VOX reclama una reforma nacional sobre los botiquines de farmacia que garantice la igualdad entre comunidades

Sara Álvarez, diputada de VOX en la Junta General: “Solo con una normativa nacional se puede evitar la incongruencia de que unas comunidades autónomas obliguen a la presencia física de un farmacéutico en los botiquines, mientras que en otras se permite la labor de técnicos o auxiliares bajo supervisión telemática”

La diputada de VOX en la Junta General del Principado de Asturias, Sara Álvarez, ha intervenido hoy en el debate sobre la proposición de ley presentada por el Partido Popular relativa a la modificación del artículo 38 de la Ley 1/2007 de Atención y Ordenación Farmacéutica, en materia de botiquines de farmacia.

Durante su intervención, Álvarez subrayó la importancia de estos establecimientos, recordando que “en una Asturias en pleno declive demográfico, la presencia de botiquines de farmacia se convierte en un apoyo indispensable para la atención a los habitantes de las alas y de las zonas rurales”.

La diputada señaló que la propuesta del PP, aunque “podría considerarse beneficiosa si la contemplamos desde el ámbito de la prestación de servicios públicos en el medio rural asturiano”, plantea un riesgo de conflicto jurídico con la legislación estatal. En este sentido, explicó que “abrir la puerta a asimilar el término ‘presencia’ con el de ‘atención y supervisión telemática’ podría aparejar una falta de sintonía con el espíritu del concepto inicial, el que se recoge en la ley nacional”.

Álvarez recordó que “la Ley 16/1997, de Regulación de los Servicios de las Oficinas de Farmacia, establece que la presencia y actuación profesional de un farmacéutico es condición y requisito inexcusable para la dispensación al público de medicamentos”, y advirtió de que modificar unilateralmente la norma autonómica “podría llegar a ser considerada contraria a la legislación nacional”.

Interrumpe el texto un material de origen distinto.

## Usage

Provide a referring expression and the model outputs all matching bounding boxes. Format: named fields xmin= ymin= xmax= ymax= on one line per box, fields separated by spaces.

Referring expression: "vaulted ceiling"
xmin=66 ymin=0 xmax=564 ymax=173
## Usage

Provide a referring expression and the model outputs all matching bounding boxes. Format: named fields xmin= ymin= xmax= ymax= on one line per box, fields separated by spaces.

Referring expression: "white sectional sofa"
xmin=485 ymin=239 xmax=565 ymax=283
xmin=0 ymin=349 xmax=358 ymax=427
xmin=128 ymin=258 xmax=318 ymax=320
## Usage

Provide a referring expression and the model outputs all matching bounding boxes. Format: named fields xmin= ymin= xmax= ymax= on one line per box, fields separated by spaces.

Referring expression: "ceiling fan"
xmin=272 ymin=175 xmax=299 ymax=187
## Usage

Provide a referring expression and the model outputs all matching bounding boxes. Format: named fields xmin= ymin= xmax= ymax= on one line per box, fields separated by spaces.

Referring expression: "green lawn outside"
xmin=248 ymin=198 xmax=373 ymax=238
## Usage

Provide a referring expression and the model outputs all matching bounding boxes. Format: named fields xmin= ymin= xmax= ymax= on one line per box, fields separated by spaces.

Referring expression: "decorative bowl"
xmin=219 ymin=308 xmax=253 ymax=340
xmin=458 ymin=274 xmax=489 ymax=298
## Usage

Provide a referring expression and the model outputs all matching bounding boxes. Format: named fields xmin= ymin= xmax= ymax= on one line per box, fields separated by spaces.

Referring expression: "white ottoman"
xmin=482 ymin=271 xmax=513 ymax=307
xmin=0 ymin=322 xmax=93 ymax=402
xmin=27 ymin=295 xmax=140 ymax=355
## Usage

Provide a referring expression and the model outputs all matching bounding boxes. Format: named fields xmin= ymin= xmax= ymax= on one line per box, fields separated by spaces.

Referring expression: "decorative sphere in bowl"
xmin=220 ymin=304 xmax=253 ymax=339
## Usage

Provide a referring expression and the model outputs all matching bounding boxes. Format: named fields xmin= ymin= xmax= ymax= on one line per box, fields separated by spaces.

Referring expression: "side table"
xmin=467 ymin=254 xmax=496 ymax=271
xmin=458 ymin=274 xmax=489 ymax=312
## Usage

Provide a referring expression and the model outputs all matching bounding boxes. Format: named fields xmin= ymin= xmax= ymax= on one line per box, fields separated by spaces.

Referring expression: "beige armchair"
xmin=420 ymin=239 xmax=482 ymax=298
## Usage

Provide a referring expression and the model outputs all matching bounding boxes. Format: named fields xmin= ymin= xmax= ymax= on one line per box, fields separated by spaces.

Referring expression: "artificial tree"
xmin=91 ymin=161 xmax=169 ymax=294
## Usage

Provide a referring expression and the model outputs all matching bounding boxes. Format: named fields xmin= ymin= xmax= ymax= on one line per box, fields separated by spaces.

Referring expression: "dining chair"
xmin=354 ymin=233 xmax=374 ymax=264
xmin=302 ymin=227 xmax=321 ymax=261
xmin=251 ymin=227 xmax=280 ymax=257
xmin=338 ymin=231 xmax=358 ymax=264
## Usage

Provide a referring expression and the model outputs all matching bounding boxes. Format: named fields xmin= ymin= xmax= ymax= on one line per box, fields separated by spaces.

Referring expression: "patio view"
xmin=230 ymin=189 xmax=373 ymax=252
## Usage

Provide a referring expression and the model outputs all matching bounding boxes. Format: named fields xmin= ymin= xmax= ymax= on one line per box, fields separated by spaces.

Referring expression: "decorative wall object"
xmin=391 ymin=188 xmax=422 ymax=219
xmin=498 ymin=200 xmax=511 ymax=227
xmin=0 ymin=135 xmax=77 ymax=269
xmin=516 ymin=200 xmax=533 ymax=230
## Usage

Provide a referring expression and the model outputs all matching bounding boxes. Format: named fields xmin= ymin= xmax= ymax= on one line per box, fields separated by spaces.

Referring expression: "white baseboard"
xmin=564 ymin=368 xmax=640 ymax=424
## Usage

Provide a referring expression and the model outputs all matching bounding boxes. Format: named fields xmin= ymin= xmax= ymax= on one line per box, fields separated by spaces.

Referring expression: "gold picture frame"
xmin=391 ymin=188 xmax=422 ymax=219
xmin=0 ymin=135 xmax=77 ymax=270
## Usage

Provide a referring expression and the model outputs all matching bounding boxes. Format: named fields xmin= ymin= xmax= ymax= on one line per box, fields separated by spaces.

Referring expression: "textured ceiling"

Para VOX, la propuesta del PP “no haría sino ahondar en el conflicto”, y contribuiría al “exceso de legislación de la España actual, en la que 17 comunidades autónomas amparan 17 normativas diferentes y 17 posibles fuentes de desigualdad dependiendo de la zona de España en la que se resida”.

No obstante, la diputada reconoció la necesidad de actualizar los servicios farmacéuticos, señalando que “las nuevas tecnologías están cambiando rápidamente nuestro entorno, incluso la prestación de los servicios públicos”, y que “los servicios farmacéuticos no son una excepción, y también han de actualizarse tal como se está haciendo en otras áreas en las que las consultas de manera telefónica o por medios telemáticos ya son una realidad”.

Por ello, Álvarez insistió en que “la única forma correcta de introducir cambios en este ámbito debe llegar a través de la normativa nacional, concretamente con una modificación de la Ley 16/1997, de 25 de abril, de Regulación de los Servicios de las Oficinas de Farmacia”. Solo así, concluyó, “se podría evitar la incongruencia de que unas comunidades autónomas obliguen a la presencia física de un farmacéutico en los botiquines mientras que en otras se permita la labor de técnicos o auxiliares bajo supervisión telemática”.